Why did the downfall of the Red Sox occur after the incredible accomplishments of 04 and 07?  The narrative makes clear that winning the World Series in 2004 was all about the sport  but following the repeat victory in 2007 it became all about the money.  The Red Sox franchise at the behest of ownership became money machine in which everything Red Sox was for sale. When the performance on the field faltered in 2008 and 2009 and television ratings on the club owned cable channel began to plummet the financial concerns from the front office further impacted the play on the field. By 2010 fan and media pressure for another championship became so intense that the quick fix was to adopt the New Yankee strategy of throwing money at the problem. The result was the John Lackey, Carl Crawford  disaster and the ruination of Francona’s ability to control, the club house ethos.
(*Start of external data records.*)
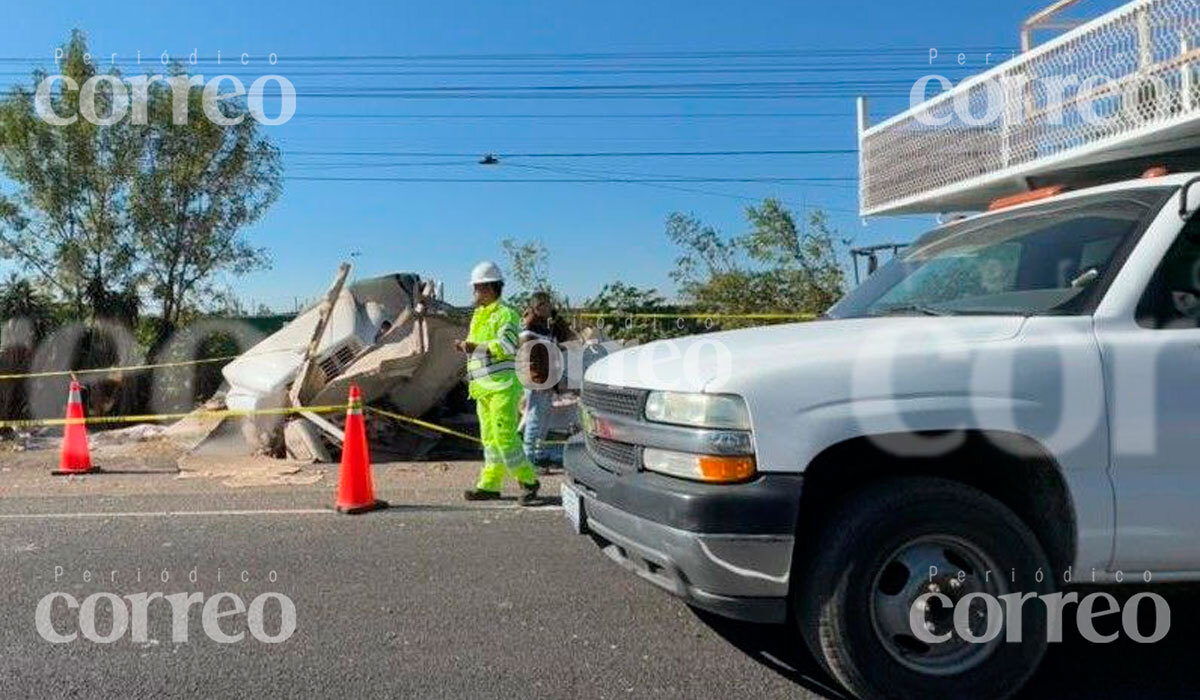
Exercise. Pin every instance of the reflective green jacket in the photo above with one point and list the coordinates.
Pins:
(493, 328)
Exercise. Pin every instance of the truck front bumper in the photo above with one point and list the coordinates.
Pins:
(721, 548)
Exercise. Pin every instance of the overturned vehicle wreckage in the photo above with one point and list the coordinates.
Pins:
(391, 335)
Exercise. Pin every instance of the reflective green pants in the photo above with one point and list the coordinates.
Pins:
(503, 449)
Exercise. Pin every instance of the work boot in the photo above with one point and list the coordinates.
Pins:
(480, 495)
(528, 494)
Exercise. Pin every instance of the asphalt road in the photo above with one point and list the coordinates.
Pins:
(437, 602)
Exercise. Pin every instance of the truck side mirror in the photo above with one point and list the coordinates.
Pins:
(1183, 198)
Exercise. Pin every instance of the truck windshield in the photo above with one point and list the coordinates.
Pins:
(1054, 258)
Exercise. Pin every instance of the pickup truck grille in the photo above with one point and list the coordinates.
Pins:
(618, 400)
(612, 455)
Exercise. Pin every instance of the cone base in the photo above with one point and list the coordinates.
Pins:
(359, 509)
(69, 472)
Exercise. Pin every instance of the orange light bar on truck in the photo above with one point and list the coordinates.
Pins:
(726, 470)
(1024, 197)
(711, 468)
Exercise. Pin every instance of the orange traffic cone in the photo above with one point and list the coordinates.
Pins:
(76, 458)
(355, 492)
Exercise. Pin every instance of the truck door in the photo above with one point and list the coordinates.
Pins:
(1152, 370)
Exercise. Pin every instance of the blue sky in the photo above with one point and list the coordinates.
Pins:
(595, 232)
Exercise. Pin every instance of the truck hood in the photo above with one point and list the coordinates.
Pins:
(726, 362)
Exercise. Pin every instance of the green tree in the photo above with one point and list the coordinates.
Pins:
(199, 185)
(774, 268)
(66, 222)
(529, 271)
(106, 215)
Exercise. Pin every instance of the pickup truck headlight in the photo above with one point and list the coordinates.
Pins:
(718, 470)
(697, 410)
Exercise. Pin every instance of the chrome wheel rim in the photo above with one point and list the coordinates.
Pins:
(906, 575)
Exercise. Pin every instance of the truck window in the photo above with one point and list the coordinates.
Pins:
(1053, 258)
(1173, 297)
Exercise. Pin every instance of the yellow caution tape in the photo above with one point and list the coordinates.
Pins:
(439, 428)
(705, 316)
(157, 417)
(114, 370)
(425, 424)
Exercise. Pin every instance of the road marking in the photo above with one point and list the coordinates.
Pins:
(414, 508)
(163, 513)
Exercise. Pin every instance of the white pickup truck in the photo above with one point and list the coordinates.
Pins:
(1009, 405)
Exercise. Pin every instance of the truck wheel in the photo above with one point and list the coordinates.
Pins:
(883, 549)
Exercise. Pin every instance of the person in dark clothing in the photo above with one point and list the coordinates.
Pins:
(541, 328)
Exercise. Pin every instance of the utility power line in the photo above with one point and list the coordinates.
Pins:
(579, 154)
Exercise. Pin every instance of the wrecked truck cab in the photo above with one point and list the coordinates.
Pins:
(385, 334)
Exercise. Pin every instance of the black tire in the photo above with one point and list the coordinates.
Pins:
(845, 584)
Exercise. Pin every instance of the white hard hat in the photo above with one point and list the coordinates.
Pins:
(486, 271)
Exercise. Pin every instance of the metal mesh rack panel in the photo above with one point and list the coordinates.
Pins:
(1115, 79)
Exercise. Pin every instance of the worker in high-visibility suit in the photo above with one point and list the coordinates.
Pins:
(491, 347)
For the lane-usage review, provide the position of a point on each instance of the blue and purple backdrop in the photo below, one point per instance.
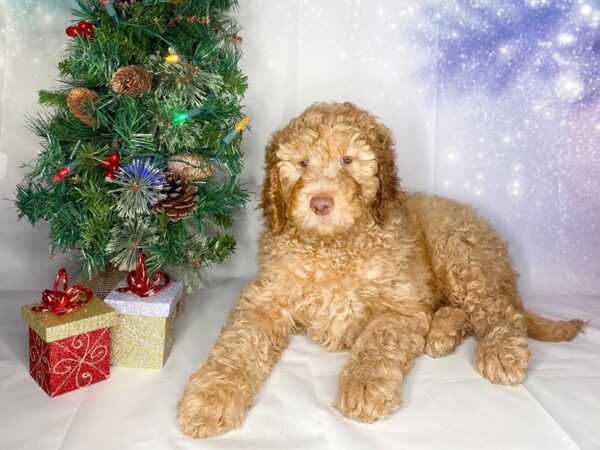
(496, 103)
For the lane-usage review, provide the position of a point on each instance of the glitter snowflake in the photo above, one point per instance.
(139, 187)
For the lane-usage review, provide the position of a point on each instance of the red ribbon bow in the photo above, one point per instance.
(140, 284)
(65, 301)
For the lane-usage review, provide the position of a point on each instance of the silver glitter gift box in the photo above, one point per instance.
(144, 331)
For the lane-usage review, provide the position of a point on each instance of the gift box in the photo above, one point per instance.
(144, 330)
(69, 348)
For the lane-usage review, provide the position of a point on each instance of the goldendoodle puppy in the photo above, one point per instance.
(355, 263)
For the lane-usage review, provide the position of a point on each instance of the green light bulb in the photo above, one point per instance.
(181, 117)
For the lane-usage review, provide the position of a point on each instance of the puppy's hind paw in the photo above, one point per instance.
(367, 401)
(210, 409)
(504, 361)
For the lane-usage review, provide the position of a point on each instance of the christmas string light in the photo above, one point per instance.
(64, 172)
(110, 9)
(237, 129)
(185, 116)
(172, 57)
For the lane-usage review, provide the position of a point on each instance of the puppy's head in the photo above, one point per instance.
(327, 169)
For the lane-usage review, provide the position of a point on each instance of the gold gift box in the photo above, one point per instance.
(144, 331)
(50, 327)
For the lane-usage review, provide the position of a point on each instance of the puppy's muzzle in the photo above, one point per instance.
(321, 206)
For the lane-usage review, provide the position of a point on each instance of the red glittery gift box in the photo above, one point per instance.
(70, 351)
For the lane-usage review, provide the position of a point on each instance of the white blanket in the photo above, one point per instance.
(446, 403)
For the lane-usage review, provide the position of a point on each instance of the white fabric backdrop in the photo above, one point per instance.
(526, 154)
(524, 151)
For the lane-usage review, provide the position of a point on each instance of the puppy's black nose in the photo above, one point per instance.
(321, 206)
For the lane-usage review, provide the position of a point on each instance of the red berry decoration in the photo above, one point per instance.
(114, 158)
(111, 164)
(72, 31)
(85, 26)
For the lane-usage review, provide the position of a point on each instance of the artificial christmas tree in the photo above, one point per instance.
(148, 88)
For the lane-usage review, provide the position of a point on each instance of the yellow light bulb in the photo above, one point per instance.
(173, 58)
(242, 124)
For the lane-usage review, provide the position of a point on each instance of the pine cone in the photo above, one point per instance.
(180, 197)
(124, 4)
(178, 165)
(79, 101)
(131, 80)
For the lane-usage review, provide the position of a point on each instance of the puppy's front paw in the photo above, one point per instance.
(503, 361)
(366, 399)
(210, 406)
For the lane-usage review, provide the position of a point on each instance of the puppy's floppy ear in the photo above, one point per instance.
(389, 196)
(272, 202)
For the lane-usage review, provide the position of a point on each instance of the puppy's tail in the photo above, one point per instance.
(543, 329)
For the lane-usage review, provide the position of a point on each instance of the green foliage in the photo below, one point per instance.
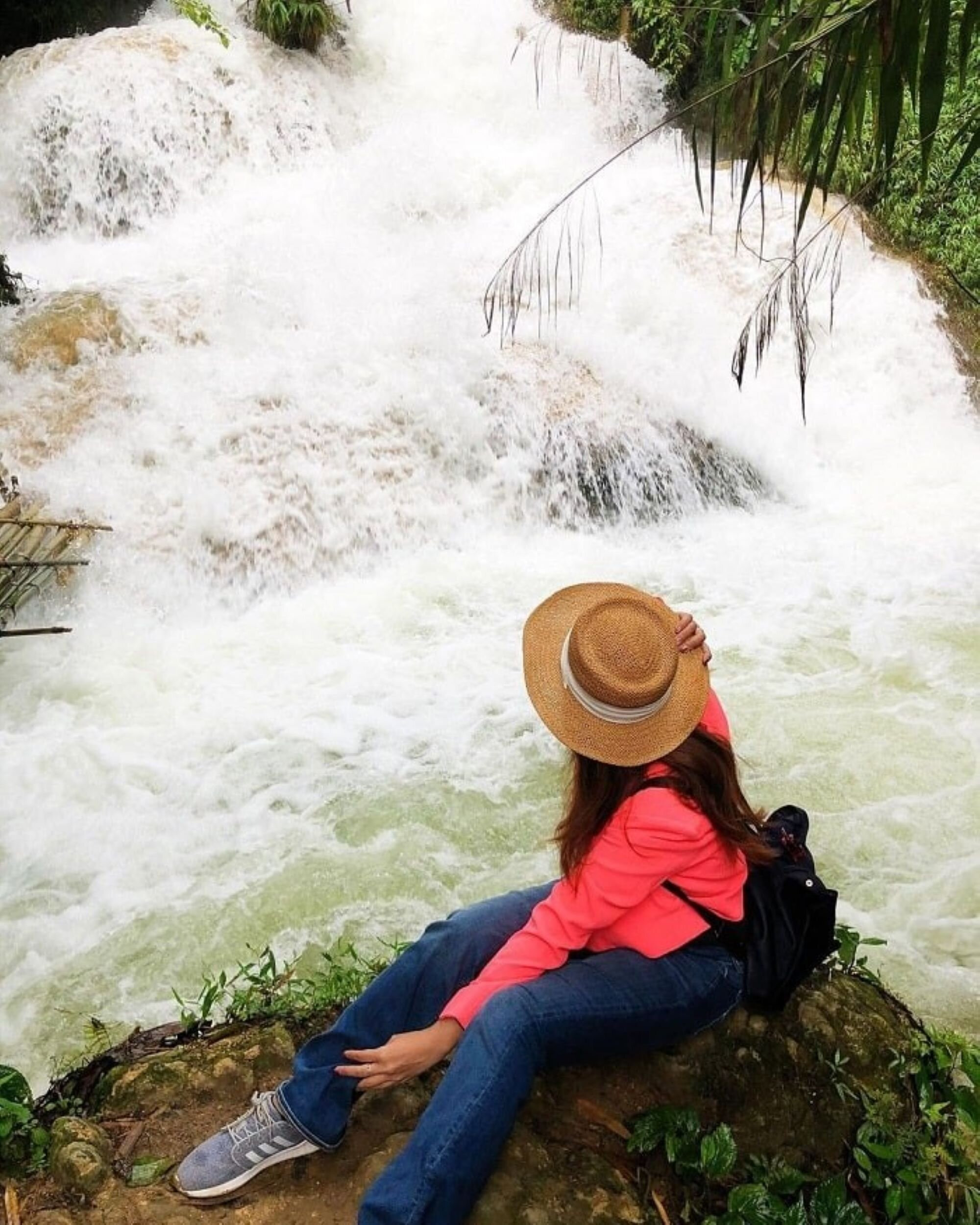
(297, 25)
(711, 1158)
(599, 18)
(201, 15)
(917, 1157)
(936, 216)
(849, 942)
(927, 1168)
(266, 988)
(756, 1204)
(24, 1142)
(11, 285)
FRANCONA is clearly a thinly veiled rout of the Red Sox top brass with Larry Lucchino receiving the bulk of the wrath. However, there is much in this book that reflects wonderfully on  the game and the Boston clubhouse culture established by Francona when he arrived from Philadelphia catapulting the Sox into  two World Championships.  Clearly, Tito and Dan Shaughnessy leave the impression that Terry Francona is a  “players manager”  and the perhaps best ever in the most difficult managers spot in all of baseball.  It was an impossible position for Bobby Valentine to fill in 2012 and Valentine quickly fell into the trap of making all of the wrong moves with Tito’s boys.  Will John Farrell have better luck?  As Francona’s former Red Sox pitching coach he has a better understanding of the culture,  ownership,  fans and the Boston media. What about Francona in Cleveland?  We will see how the “player’s manager” will perform. However, we can guarantee a hero’s reception when the  Tito and the Tribe arrive for their first game at Fenway this spring.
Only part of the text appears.